View Single Post
  #23  
Old April 29th 08, 06:11 AM posted to comp.sys.intel,comp.sys.ibm.pc.hardware.chips
Robert Redelmeier
external usenet poster
 
Posts: 316
Default AMD planning 45nm 12-Core 'Istanbul' Processor ?

In comp.sys.ibm.pc.hardware.chips Robert Myers wrote in part:
Without AMD, one of threee things would have happened:
1. Intel would have had the resources to deliver a satisfactory
Itanium product and accompanying compiler on schedule.


Are you joking? AFAICS, Intel threw money and people at Itanium
well past the point of diminishing returns into the region of
negative returns (were additional people/resources consumed more
communications and managment than their contribution to the project).

Itanium did not fail for lack of resources. It might have failed
from a surfeit. Dis-economies of scale are real and a constant
peril in large projects.

2. Intel would have been forced into a partial retreat to x86, anyway.


Would it have been any more graceful than P4, ie an overclocked
original Pentium? Perhaps. It could hardly be worse.
Without AMD breathing down Intel's neck on the performance end,
INTC would have developed and released processors much slower.
There would have been no need.

3. Sparc or Power would be holding much larger market share under
any number of possible licensing and manufacturing arrangements.


Add in Alpha. In addition to the non-x86 code hurdle, they
have identical issues with AMD. None can deliver the sheer
massive volume that Intel can and the PC market demands.
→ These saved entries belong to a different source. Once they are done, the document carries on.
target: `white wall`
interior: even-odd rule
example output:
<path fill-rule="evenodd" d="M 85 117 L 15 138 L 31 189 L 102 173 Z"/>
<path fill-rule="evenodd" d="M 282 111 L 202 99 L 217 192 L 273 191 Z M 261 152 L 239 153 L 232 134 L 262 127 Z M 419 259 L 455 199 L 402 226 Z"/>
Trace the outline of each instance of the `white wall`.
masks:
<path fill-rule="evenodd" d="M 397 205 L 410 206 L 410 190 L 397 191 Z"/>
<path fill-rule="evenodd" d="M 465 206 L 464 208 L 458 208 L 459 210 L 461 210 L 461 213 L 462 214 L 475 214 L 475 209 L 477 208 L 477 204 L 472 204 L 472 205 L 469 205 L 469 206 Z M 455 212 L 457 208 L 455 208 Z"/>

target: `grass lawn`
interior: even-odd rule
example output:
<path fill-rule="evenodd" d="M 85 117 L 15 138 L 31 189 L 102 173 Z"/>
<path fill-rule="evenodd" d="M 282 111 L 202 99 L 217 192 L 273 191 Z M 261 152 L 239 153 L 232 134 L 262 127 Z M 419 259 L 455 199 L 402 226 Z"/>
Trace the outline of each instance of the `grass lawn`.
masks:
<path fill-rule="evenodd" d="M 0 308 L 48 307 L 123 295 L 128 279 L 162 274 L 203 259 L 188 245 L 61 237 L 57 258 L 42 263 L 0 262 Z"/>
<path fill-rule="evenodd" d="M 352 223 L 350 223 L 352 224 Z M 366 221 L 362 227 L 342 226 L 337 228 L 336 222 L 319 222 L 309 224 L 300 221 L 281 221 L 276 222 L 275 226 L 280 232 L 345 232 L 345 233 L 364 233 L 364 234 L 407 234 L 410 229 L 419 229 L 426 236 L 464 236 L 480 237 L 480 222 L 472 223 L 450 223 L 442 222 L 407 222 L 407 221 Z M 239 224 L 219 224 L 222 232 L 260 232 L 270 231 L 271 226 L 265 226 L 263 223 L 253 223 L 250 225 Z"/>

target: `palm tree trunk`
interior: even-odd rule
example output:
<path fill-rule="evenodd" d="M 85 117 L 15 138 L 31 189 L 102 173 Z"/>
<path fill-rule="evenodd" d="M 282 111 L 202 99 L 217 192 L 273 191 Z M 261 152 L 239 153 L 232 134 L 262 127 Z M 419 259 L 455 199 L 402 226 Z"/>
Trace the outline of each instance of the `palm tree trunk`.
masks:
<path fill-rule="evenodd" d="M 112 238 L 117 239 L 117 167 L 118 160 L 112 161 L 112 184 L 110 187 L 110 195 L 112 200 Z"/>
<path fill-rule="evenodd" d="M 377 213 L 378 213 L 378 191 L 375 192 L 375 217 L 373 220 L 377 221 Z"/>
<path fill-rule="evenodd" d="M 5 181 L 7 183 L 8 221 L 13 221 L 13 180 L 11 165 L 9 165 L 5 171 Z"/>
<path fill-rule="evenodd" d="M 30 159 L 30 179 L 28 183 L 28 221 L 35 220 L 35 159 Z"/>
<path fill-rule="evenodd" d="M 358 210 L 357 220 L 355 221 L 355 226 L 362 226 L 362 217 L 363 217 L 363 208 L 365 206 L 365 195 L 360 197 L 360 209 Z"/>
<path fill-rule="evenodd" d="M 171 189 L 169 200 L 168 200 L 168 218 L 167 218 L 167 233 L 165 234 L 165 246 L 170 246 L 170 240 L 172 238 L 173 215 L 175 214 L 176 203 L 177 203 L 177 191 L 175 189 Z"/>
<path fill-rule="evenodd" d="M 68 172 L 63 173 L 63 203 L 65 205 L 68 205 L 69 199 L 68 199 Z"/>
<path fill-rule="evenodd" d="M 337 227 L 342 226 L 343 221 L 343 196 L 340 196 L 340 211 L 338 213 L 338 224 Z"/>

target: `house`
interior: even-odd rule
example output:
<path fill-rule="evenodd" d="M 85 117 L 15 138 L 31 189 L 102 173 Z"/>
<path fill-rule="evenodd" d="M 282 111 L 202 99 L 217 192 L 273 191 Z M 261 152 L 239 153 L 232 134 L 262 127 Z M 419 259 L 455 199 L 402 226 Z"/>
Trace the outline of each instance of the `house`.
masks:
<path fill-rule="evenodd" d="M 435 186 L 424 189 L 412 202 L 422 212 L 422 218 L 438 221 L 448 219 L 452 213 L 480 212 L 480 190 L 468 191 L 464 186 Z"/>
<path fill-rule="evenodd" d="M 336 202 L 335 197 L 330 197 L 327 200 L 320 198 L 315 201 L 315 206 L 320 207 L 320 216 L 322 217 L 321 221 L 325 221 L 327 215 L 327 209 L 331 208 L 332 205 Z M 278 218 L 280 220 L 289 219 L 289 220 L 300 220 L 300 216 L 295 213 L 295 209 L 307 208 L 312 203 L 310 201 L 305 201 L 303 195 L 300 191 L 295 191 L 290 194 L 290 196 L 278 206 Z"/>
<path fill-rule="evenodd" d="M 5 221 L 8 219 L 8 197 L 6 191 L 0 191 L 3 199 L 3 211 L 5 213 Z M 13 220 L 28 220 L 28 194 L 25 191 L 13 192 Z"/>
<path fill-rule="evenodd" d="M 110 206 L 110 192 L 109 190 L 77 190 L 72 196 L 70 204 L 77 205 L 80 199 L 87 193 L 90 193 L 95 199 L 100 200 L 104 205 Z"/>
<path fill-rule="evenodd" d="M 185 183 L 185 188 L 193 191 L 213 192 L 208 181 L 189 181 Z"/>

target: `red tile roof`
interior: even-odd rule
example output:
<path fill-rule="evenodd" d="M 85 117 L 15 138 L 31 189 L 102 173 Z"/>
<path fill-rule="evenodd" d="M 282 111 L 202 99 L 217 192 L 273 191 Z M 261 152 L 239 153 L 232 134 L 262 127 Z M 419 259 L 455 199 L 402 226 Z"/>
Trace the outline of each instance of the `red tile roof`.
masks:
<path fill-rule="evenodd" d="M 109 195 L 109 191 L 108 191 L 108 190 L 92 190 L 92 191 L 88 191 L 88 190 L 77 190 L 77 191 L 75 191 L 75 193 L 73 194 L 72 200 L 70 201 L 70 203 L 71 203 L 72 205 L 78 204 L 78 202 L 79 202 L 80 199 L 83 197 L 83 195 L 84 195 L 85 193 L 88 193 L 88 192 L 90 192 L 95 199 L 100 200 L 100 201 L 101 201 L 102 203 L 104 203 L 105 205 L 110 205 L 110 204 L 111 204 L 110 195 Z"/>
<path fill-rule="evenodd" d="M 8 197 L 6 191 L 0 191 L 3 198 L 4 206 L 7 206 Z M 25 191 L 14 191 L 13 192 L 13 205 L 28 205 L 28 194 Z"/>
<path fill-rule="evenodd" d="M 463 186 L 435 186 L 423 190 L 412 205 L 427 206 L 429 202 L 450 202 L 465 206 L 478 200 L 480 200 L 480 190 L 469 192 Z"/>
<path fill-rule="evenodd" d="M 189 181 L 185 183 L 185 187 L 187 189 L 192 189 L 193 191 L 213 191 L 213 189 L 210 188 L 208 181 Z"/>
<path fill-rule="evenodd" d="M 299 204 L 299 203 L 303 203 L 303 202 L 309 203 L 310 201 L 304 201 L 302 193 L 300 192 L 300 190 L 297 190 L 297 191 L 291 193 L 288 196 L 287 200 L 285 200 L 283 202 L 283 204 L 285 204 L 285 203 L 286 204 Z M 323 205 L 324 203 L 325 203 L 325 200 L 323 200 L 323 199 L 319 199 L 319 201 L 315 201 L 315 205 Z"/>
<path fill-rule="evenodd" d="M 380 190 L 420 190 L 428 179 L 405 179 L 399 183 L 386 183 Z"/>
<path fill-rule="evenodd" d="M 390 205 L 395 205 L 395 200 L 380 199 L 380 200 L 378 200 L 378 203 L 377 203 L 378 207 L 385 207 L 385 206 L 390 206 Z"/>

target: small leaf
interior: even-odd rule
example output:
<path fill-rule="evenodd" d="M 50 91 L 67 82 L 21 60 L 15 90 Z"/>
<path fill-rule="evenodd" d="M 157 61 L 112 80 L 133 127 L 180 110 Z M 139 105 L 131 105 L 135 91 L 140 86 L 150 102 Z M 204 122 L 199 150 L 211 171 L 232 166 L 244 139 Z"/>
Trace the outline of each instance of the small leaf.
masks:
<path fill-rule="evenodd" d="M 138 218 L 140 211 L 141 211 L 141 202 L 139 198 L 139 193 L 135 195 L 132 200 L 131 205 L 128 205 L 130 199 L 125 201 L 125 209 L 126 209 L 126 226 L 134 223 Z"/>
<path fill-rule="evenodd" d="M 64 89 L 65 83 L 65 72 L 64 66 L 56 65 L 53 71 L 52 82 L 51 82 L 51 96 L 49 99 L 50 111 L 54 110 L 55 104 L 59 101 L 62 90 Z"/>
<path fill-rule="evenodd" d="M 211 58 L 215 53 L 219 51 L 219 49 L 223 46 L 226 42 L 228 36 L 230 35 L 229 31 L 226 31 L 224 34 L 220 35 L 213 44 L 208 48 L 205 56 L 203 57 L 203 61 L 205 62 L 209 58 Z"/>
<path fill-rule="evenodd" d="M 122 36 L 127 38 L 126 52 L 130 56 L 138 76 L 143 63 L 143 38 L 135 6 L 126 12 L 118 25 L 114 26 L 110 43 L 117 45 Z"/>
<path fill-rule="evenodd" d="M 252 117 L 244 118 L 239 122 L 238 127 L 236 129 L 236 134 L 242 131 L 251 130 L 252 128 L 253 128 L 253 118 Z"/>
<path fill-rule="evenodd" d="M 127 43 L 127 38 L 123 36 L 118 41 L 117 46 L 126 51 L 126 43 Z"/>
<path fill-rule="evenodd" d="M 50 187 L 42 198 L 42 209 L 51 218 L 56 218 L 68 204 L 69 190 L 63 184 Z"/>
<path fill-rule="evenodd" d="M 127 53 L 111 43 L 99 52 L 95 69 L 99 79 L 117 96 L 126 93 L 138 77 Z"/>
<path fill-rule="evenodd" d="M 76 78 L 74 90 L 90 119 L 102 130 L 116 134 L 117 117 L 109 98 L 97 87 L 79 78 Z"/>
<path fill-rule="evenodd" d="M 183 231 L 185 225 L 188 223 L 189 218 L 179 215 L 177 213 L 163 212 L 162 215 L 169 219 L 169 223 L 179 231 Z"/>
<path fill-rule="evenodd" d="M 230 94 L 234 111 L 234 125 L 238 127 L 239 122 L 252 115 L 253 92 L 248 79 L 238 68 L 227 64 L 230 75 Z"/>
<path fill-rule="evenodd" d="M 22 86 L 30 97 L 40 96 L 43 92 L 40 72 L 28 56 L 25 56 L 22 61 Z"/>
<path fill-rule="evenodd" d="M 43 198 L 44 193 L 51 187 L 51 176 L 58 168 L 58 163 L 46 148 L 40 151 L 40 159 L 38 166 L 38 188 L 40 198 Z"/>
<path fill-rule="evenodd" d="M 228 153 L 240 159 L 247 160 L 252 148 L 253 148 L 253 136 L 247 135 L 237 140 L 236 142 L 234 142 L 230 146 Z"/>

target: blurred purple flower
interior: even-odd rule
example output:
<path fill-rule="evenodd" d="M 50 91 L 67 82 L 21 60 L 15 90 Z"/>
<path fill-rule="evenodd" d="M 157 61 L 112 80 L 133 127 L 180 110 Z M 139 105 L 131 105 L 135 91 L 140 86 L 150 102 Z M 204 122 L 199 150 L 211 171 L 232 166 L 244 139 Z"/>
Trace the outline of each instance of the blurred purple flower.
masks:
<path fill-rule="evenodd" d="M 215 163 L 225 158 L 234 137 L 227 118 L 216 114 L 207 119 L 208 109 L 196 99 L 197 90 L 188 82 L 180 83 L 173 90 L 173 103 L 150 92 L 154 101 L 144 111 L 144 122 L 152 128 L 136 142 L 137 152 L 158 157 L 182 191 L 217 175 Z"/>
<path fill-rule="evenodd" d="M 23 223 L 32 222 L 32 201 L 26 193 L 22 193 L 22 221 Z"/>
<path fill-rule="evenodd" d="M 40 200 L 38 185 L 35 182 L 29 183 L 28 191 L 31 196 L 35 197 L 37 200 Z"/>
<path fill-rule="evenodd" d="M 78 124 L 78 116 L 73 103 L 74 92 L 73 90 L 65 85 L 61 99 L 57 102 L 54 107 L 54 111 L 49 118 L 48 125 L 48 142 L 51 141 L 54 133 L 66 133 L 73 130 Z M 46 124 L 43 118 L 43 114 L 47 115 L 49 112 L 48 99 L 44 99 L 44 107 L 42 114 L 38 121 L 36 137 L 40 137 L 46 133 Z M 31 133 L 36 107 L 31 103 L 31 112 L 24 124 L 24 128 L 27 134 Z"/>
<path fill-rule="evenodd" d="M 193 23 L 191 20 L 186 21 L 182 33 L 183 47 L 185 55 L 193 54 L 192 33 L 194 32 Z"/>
I personally believe that what we've got is the worst of all
possible worlds: AMD on death's door, Microsoft holding on to
its monopoly catering to just one ISA, and, to all intents and
purposes, zero diversity in processor architecture.


I do not agree. Linux and to a lesser extent NetBSD have done
wonders to keep alt-arch alive and vital. ARM is far from dead.
I would not be at all surprised my next PC had one (ASUS EEE-like).

MSFT has been seduced down a dead-end. Sic transit gloria mundi.